Cloud scale provides the vast resources necessary to replace failed components, but this is useful only if those failures can be detected. For this reason, the major availability breakdowns and performance anomalies we see in cloud environments tend to be caused by subtle underlying faults, i.e., gray failure. In this work, we present real-world gray failure examples to understand their characteristics and the risks they pose to cloud systems. Drawing from these data points, we make the first attempt to characterize gray failure with a generic model. We find that the key trait of gray failure is a form of differential observability.
Existing OS-level solutions to the mobile app energy misbehavior problem is either libertarian, which allows apps to hold resources until they are explicitly released, or authoritarian, which monitors resource usages and throttles excessive usage. While the authoritarian approach helps reduce energy consumption, it prohibits apps from taking advantage of the resources to do useful work. In this project, we explore a missing design point---a utilitarian approach. We adapt the lease mechanism from distributed systems into a mobile OS resource management abstraction to mitigate app energy bugs and use utility to make informed lease decisions.

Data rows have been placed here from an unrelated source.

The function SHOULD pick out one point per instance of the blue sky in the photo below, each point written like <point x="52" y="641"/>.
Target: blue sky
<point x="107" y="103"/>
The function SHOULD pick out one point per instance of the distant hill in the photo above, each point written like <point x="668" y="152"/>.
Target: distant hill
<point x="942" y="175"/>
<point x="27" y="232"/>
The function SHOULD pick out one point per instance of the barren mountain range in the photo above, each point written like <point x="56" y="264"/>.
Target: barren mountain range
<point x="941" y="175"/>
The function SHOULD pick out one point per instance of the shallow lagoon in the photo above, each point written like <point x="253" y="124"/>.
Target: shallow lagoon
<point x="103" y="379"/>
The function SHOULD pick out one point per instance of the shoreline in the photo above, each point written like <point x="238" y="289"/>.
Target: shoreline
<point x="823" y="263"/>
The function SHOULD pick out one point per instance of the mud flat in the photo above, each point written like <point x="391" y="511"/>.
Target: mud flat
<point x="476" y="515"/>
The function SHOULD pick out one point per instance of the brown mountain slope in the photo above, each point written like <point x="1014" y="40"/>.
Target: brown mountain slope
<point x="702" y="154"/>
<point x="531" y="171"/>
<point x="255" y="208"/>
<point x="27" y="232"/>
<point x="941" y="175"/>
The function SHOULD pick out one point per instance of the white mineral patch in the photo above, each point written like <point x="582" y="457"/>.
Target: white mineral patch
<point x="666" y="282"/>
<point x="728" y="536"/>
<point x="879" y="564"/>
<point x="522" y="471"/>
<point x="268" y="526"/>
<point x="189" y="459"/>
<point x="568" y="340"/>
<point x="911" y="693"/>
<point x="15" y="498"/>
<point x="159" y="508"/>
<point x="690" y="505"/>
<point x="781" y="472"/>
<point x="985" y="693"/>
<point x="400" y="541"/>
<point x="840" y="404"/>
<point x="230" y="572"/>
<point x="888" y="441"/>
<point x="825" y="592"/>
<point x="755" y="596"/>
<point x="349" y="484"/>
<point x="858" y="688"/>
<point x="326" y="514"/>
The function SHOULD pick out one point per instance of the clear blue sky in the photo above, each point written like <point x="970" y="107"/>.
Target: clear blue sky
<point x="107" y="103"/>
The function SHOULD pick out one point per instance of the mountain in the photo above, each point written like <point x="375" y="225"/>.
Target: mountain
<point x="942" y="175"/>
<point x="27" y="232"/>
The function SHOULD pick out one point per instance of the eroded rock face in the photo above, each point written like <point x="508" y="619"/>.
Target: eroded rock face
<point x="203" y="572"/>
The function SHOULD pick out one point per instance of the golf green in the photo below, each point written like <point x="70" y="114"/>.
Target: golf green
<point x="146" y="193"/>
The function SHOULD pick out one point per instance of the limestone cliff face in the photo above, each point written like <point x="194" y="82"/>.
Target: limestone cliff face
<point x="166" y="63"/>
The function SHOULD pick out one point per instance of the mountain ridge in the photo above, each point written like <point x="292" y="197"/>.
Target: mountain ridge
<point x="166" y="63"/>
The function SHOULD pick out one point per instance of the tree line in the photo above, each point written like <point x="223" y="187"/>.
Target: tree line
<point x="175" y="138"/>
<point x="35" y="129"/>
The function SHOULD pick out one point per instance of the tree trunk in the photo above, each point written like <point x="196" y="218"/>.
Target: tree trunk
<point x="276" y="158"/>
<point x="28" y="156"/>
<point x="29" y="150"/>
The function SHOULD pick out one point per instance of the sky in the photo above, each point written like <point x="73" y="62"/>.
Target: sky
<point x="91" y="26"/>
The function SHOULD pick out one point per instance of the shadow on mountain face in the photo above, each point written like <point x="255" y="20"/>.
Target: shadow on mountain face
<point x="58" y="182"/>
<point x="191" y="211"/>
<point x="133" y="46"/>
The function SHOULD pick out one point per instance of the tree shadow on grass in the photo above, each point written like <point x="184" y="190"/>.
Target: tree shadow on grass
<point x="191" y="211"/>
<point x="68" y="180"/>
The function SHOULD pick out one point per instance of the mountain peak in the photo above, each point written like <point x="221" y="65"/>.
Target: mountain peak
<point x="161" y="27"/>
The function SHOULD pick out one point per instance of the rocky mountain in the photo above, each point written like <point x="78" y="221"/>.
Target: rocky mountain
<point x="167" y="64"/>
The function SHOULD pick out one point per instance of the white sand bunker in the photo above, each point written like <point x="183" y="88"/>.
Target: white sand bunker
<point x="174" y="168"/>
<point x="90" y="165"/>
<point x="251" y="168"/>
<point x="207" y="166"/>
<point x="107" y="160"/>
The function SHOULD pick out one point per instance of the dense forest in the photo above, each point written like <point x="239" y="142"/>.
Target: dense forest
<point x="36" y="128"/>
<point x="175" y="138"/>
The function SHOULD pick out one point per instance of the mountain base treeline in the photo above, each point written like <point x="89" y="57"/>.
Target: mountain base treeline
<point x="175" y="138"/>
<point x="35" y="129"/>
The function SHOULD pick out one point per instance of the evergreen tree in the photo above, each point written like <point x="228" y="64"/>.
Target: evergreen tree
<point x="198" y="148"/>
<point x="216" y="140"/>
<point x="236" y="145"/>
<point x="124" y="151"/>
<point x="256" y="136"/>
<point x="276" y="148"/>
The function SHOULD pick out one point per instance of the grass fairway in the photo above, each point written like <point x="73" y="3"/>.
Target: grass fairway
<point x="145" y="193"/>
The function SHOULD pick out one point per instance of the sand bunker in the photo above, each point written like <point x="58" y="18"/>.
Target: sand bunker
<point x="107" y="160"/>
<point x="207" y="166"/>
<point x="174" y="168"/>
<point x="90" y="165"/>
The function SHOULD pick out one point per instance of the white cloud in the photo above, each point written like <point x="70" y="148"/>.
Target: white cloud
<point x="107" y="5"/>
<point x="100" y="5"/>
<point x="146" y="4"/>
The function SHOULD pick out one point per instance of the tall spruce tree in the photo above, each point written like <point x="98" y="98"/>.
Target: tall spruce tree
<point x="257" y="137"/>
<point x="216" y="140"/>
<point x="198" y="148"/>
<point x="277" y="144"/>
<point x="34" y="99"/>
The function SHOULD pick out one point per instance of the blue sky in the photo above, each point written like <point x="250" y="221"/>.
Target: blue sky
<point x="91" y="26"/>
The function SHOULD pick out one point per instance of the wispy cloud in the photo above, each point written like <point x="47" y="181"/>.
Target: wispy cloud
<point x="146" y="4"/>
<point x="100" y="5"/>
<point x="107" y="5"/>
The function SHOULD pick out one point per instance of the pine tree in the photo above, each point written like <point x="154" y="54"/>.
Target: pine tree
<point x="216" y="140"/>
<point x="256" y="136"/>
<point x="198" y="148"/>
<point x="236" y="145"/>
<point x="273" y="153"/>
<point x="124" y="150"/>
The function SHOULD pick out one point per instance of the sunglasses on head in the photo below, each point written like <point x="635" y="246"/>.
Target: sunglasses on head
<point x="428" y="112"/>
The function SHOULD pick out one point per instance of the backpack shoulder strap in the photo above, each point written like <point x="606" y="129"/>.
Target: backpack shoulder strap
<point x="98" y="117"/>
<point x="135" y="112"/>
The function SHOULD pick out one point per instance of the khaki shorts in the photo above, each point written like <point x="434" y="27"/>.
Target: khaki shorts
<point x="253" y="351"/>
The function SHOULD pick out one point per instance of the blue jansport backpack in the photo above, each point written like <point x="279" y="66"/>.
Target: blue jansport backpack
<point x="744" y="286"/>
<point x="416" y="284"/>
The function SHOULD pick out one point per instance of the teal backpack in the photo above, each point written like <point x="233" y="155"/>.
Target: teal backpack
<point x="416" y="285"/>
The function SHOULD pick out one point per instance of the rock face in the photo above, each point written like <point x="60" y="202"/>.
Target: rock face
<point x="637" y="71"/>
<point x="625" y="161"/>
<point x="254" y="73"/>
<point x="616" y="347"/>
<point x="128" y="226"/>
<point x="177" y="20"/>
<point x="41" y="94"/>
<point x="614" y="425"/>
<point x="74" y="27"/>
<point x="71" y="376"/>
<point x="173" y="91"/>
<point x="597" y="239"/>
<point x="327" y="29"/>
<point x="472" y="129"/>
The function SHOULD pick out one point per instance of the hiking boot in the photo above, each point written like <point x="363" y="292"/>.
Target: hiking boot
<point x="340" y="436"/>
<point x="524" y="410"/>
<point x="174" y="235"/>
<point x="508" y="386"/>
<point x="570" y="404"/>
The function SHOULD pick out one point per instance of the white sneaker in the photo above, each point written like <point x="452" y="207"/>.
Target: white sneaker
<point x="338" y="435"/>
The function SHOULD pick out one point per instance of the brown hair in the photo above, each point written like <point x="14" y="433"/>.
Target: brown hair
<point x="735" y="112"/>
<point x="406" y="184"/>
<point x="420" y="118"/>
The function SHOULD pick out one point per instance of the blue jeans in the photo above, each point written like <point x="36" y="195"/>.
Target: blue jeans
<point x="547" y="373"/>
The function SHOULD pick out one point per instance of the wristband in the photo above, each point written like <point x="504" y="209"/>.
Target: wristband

Nowadays there's an app for almost anything. Unfortunately, mobile apps are in general weaker in terms of quality compared to traditional software because of developer inexperiences and limited resources. Many apps, despite having useful features, exhibit immature behaviors, e.g., fast battery drain, agressive updates, excessive cellular data usage, notifications.
In the DefDroid project, we explore OS-level solutions to address the Disruptive App Behavior (DAB). DefDroid is designed to defensively re-act to app misbehavior by taking corrective actions at runtime without compromising app usability.